A Practical Guide to Testing
Author: James A. Whittaker
Publisher: Addison-Wesley
ISBN: 9780201796193
Category: Computers
Page: 178
View: 7402
DOWNLOAD NOW »
CD-ROM contains: Canned HEAT v.2.0 -- Holodeck Lite v. 1.0.

How to Break Software Security

Effective Techniques for Security Testing
Author: James A. Whittaker,Herbert H. Thompson
Publisher: Addison-Wesley
ISBN: 9780321194336
Category: Computers
Page: 185
View: 4967
DOWNLOAD NOW »
Learn how to destroy security bugs in your software from a tester's point-of-view. It focuses your security test on the common vulnerabilities--ther user interface, software dependencies, design, process and memory. (Midwest)

Exploratory Software Testing

Tips, Tricks, Tours, and Techniques to Guide Test Design
Author: James A. Whittaker
Publisher: Pearson Education
ISBN: 9780321647856
Category: Computers
Page: 256
View: 9608
DOWNLOAD NOW »
How to Find and Fix the Killer Software Bugs that Evade Conventional Testing In Exploratory Software Testing, renowned software testing expert James Whittaker reveals the real causes of today’s most serious, well-hidden software bugs--and introduces powerful new “exploratory” techniques for finding and correcting them. Drawing on nearly two decades of experience working at the cutting edge of testing with Google, Microsoft, and other top software organizations, Whittaker introduces innovative new processes for manual testing that are repeatable, prescriptive, teachable, and extremely effective. Whittaker defines both in-the-small techniques for individual testers and in-the-large techniques to supercharge test teams. He also introduces a hybrid strategy for injecting exploratory concepts into traditional scripted testing. You’ll learn when to use each, and how to use them all successfully. Concise, entertaining, and actionable, this book introduces robust techniques that have been used extensively by real testers on shipping software, illuminating their actual experiences with these techniques, and the results they’ve achieved. Writing for testers, QA specialists, developers, program managers, and architects alike, Whittaker answers crucial questions such as: • Why do some bugs remain invisible to automated testing--and how can I uncover them? • What techniques will help me consistently discover and eliminate “show stopper” bugs? • How do I make manual testing more effective--and less boring and unpleasant? • What’s the most effective high-level test strategy for each project? • Which inputs should I test when I can’t test them all? • Which test cases will provide the best feature coverage? • How can I get better results by combining exploratory testing with traditional script or scenario-based testing? • How do I reflect feedback from the development process, such as code changes?

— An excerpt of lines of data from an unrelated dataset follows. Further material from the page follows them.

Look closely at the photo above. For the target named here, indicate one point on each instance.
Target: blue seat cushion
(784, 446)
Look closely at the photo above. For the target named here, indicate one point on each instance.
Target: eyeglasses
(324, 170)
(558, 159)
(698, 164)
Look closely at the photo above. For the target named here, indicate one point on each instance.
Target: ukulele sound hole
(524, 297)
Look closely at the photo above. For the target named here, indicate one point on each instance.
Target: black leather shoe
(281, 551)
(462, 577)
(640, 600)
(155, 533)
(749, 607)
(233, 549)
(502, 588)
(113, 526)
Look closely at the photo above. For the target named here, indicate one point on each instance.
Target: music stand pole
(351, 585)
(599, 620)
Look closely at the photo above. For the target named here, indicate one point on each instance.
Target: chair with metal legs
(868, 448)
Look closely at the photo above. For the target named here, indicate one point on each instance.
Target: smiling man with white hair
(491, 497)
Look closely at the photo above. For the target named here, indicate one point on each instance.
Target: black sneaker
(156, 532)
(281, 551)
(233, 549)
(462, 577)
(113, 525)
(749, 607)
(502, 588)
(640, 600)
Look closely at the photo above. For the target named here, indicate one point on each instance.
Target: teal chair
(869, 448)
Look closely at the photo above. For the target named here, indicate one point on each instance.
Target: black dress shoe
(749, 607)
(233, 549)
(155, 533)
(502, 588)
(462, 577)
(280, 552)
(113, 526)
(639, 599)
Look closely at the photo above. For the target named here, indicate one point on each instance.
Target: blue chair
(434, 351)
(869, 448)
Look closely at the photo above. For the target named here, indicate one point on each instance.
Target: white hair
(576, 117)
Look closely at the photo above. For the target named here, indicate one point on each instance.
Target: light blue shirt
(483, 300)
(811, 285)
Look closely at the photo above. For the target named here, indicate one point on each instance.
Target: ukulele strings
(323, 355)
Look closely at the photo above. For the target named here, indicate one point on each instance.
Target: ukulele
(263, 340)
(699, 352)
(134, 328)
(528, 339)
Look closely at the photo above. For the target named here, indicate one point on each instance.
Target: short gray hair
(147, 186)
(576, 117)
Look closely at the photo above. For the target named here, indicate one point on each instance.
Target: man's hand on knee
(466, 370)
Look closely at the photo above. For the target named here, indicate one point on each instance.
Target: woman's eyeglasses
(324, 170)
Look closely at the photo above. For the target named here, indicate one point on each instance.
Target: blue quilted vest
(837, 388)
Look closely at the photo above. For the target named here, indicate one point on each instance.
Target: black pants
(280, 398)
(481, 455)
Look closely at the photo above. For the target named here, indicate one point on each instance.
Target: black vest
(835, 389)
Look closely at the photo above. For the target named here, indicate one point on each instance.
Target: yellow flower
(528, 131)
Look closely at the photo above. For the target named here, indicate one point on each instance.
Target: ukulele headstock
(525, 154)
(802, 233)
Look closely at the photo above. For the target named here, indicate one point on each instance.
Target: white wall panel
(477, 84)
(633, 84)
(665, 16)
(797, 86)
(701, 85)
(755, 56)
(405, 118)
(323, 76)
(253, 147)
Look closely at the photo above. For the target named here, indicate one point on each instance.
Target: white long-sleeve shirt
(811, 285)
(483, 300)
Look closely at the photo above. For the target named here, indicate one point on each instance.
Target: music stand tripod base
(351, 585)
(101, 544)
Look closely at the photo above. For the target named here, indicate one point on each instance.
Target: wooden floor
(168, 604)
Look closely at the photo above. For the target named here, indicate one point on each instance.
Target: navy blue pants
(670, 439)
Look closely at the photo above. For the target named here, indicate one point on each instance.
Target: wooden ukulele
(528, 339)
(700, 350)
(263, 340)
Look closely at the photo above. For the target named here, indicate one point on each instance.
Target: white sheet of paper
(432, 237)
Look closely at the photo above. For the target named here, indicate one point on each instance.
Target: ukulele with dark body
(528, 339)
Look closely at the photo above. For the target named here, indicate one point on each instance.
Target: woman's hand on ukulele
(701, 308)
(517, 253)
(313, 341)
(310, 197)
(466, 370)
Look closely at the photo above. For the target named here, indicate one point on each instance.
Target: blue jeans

Web Security Testing Cookbook


Author: Brian Hope,Paco Hope,Ben Walther
Publisher: "O'Reilly Media, Inc."
ISBN: 0596514832
Category: Computers
Page: 285
View: 718
DOWNLOAD NOW »
Offering developers an inexpensive way to include testing as part of the development cycle, this cookbook features scores of recipes for testing Web applications, from relatively simple solutions to complex ones that combine several solutions.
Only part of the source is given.